Tuesday, June 29, 2004

Maybe it was because it was Pride weekend or something, but the gayness continued with Not The Only One a book of lesbian and gay YA short stories edited by Tony Grima.

Now, I have a few issues with short stories. I have read some fantastic ones (The Lottery, To Build a Fire, Nightfall, The Lady or the Tiger, etc) but for the most part I much prefer getting lost in a novel. Many modern short stories I've read seem to be either understated with small, but supposedly life-altering, turning points, or they are self-consciously arty and pretentious and it's all about playing with the form. The same can be said for modern fiction as well, but I guess I notice it more in short stories because they are compressed by the limitations of space and I don't have the time to get used to the author and her style (although the short exposure to some styles in certain short stories is definitely a Good Thing). There are some great short stories being written (Adam Haslett comes to mind, as does DFW) but I have found them to be the exception to my usual preference.
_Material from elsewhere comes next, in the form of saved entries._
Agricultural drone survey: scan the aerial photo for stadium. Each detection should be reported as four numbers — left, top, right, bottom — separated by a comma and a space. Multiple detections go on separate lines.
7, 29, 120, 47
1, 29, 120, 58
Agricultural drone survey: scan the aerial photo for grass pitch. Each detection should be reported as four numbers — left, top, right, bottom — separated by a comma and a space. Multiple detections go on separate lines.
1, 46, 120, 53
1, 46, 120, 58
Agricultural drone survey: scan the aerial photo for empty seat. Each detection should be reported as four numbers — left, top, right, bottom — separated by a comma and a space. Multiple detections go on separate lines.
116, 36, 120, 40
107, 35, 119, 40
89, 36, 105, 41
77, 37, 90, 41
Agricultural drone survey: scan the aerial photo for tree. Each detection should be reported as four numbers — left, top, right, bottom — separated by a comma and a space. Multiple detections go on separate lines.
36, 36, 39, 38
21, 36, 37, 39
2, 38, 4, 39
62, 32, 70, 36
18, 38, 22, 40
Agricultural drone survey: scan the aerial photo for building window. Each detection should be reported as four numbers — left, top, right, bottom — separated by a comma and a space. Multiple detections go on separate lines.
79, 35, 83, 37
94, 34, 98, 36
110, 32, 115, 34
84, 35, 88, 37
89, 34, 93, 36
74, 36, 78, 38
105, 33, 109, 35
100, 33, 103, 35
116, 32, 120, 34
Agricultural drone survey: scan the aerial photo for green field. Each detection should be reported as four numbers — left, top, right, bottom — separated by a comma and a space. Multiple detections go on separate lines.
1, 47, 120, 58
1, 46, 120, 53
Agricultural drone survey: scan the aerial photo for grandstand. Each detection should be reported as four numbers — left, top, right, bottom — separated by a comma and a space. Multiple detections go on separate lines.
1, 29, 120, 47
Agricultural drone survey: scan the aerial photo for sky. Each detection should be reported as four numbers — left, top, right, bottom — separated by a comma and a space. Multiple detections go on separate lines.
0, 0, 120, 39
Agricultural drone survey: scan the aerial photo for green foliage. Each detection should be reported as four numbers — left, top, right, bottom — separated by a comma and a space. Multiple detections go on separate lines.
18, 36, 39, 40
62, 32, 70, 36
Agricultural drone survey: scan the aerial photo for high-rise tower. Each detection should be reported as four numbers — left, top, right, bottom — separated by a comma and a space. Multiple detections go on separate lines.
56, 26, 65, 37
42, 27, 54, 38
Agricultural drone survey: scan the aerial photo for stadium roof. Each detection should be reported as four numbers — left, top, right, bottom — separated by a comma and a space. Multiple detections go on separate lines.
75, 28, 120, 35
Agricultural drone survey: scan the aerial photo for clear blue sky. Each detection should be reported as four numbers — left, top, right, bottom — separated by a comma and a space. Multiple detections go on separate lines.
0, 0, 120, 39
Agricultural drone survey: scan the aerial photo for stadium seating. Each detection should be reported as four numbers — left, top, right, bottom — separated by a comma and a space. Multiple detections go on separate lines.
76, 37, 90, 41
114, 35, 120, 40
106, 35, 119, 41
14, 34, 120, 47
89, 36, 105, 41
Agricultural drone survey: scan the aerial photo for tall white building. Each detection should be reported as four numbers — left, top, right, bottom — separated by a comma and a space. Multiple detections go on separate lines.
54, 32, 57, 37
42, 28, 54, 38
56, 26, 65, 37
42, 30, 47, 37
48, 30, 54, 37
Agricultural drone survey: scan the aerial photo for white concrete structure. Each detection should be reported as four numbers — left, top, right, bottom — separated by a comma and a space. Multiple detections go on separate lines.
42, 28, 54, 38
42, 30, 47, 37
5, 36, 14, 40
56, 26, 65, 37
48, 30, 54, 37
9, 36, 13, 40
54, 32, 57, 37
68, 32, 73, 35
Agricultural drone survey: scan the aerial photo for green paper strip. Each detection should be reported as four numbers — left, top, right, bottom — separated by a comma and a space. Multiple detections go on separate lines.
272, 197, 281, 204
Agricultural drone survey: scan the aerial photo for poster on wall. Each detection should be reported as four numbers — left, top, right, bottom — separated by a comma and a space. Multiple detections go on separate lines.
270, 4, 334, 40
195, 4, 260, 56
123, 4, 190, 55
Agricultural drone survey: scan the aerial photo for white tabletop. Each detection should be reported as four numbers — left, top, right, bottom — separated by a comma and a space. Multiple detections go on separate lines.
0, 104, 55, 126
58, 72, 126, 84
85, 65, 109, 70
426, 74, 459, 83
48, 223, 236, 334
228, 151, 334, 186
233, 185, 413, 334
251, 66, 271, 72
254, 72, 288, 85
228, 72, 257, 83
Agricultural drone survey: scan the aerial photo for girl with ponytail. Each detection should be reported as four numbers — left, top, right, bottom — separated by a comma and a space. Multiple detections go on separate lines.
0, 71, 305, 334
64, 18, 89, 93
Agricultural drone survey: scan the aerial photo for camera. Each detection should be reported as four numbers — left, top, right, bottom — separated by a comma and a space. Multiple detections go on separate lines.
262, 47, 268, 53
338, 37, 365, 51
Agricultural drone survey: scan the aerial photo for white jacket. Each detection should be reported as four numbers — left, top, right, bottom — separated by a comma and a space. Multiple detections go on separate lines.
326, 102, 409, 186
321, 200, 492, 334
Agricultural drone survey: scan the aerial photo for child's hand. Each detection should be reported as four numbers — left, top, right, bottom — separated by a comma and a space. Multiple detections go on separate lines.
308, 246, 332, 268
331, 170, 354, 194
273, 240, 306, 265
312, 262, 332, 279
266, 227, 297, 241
But when it comes to YA fiction and short stories, authors and publishers assume that teenagers won't put up with all that crap and they just tell the freakin' story. Not that there isn't depth or character growth or any of that in YA books, but things seem to get dialed back a bit; the story is left to shine (or fail) on its merits. And with the impatience and short attention span that has flourished in teenagers (and adults, to some extent - internet, video games, etc) the story has to be engaging to hold their interest. I find YA novels and stories to be a quick palate cleanser; they distract me from the last thing I read, good or bad, are quick and filling without being too heavy, and don't require a huge commitment. Which perfectly describes Not the Only One. These are stories with kids coming to terms with gay family members, teachers, friends, or with being gay themselves. Not all the stories are happy - several are very dark and some are bittersweet, but there are enough moments of joy and love to make the whole experience pretty positive. The stories themselves aren't anything new, but they are well-told, with appealing narrators and characters who have to come to terms with homosexuality in their lives.